To tunnel a firewall using JavaGroups, the following steps have to be taken:
start org.javagroups.stack.GossipServer -port 12002
java org.javagroups.stack.Router -port 12001
The general setup is shown in fig. 5.1.
First, the GossipServer and Router processes are created on host B. Note that these should be outside the firewall, and all channels in the same group should use the same GossipServer and Router processes. When a channel on host A is created, its TCPGOSSIP protocol will register its address with the GossipServer and retrieve the initial membership (assume this is C). Now, a TCP connection with Router is established by A; this will persist until A crashes or voluntarily leaves the group. When A multicasts a message to the group, Router looks up all group members (in this case, A and C) and forwards the message to all members, using their TCP connections. In the example, A would receive its own copy of the multicast message it sent, and another copy would be sent to C.
This scheme allows for example Java applets, which are only allowed to connect back to the host from which they were downloaded, to use JavaGroups: the HTTP server would be located on host B and the gossip and Router daemons would also run on that host. An applet downloaded to either A or C would be allowed to make a TCP connection to B. Also, applications behind a firewall would be able to talk to each other, joining a group.

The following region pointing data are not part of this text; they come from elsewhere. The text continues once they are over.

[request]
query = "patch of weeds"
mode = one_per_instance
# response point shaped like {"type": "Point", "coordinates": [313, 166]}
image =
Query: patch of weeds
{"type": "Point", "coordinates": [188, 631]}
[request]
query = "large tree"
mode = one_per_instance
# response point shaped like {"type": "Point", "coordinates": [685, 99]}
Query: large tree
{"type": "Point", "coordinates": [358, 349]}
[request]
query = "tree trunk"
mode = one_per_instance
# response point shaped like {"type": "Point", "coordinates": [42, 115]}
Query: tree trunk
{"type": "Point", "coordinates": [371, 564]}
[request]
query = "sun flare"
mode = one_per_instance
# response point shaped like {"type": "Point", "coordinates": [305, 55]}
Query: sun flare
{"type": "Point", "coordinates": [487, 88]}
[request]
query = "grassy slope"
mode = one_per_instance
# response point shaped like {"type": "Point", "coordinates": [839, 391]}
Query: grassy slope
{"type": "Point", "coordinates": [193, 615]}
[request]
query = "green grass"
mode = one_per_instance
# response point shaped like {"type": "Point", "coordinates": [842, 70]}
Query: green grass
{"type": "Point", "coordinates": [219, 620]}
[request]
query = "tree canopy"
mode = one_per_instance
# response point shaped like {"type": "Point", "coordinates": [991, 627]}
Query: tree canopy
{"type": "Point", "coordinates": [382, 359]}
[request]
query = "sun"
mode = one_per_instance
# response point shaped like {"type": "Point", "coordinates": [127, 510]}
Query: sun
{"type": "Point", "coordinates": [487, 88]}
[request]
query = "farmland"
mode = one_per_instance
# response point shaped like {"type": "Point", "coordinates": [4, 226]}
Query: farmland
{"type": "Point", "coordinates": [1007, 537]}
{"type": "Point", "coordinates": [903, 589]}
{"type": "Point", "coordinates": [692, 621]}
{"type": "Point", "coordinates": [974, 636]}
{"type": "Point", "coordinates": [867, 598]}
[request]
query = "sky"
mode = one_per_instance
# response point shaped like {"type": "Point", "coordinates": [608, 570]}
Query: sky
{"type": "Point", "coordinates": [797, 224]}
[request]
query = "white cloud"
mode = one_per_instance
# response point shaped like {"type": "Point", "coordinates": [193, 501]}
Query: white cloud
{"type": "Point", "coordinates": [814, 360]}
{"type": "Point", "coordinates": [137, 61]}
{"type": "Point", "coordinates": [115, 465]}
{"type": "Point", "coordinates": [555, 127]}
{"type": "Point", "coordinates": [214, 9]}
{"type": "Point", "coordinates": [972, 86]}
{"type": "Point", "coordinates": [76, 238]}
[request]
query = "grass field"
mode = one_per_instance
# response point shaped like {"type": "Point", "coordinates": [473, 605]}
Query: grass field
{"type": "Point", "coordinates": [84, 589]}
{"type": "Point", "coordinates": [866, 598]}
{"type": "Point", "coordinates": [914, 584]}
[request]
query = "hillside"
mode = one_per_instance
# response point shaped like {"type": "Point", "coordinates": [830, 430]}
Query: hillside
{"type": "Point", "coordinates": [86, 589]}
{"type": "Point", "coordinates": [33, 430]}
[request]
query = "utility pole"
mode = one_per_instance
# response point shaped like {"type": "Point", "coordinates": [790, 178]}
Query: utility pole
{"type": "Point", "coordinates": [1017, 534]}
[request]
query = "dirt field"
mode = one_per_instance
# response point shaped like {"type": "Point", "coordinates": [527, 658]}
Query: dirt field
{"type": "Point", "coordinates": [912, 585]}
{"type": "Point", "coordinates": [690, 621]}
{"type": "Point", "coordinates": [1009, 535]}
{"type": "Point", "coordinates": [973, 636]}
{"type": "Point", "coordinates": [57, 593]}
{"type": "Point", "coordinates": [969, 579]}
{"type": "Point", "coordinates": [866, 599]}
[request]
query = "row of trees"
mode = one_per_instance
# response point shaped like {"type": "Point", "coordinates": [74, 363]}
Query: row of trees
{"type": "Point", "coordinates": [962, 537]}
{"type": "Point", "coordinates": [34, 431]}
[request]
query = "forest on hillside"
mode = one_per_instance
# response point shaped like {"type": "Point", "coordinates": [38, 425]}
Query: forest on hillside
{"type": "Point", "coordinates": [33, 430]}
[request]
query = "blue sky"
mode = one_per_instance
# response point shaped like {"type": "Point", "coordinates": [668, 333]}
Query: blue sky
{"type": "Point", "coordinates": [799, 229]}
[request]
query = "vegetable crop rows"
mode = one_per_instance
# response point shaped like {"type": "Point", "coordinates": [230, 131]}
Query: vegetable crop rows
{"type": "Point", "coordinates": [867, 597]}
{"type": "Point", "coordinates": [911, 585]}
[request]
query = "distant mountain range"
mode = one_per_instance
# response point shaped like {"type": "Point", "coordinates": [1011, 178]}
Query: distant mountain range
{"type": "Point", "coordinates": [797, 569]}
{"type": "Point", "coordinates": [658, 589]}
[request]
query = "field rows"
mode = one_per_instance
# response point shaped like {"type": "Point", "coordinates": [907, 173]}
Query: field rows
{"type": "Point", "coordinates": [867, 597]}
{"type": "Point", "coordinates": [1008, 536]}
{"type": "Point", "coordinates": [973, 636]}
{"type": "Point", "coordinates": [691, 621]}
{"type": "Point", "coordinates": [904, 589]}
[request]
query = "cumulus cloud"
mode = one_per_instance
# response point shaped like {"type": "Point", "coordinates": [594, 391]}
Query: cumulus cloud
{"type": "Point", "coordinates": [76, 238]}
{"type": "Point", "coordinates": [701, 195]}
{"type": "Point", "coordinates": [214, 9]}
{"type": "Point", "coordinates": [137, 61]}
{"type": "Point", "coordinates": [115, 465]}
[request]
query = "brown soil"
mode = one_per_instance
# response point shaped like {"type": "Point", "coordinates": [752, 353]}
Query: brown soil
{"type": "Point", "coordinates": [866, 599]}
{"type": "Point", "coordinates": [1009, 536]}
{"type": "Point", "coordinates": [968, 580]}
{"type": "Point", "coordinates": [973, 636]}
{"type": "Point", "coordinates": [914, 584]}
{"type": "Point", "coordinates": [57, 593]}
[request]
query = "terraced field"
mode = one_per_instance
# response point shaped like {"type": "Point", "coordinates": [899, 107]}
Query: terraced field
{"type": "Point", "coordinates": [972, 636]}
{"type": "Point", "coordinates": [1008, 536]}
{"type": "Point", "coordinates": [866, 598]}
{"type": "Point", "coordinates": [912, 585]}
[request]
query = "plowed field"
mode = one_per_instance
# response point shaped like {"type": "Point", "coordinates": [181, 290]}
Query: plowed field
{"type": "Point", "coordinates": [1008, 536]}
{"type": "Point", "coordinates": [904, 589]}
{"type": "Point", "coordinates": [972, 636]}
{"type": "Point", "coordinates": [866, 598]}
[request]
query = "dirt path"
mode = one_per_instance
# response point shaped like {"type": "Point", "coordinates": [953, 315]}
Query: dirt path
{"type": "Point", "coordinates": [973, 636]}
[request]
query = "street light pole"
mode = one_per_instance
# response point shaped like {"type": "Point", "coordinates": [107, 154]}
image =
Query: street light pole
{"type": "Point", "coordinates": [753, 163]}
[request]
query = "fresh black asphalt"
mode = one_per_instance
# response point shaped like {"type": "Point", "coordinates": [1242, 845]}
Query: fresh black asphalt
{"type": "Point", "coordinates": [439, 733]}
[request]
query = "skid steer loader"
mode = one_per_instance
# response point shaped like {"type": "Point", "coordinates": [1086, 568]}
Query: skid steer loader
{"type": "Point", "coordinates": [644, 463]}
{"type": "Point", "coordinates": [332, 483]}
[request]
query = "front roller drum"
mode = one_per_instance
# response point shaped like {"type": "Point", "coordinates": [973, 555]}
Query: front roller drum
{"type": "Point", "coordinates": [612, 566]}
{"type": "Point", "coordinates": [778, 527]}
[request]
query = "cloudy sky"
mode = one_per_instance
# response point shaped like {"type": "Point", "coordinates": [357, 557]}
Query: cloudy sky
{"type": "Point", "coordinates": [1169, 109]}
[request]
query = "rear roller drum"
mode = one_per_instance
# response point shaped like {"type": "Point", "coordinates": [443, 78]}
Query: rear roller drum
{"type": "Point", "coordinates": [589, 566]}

However, there are several drawbacks: first, the central GossipServer and Router processes constitute a single point of failure (if host B crashes)5.8, second, having to maintain a TCP connection for the duration of the connection might use up resources in the host system (e.g. in the Router), leading to scalability problems, third, this scheme is inappropriate when only a few channels are located behind firewalls, and the vast majority can indeed use IP multicast to communicate, and finally, it is not always possible to enable outgoing traffic on 2 ports in a firewall, e.g. when a user does not 'own' the firewall.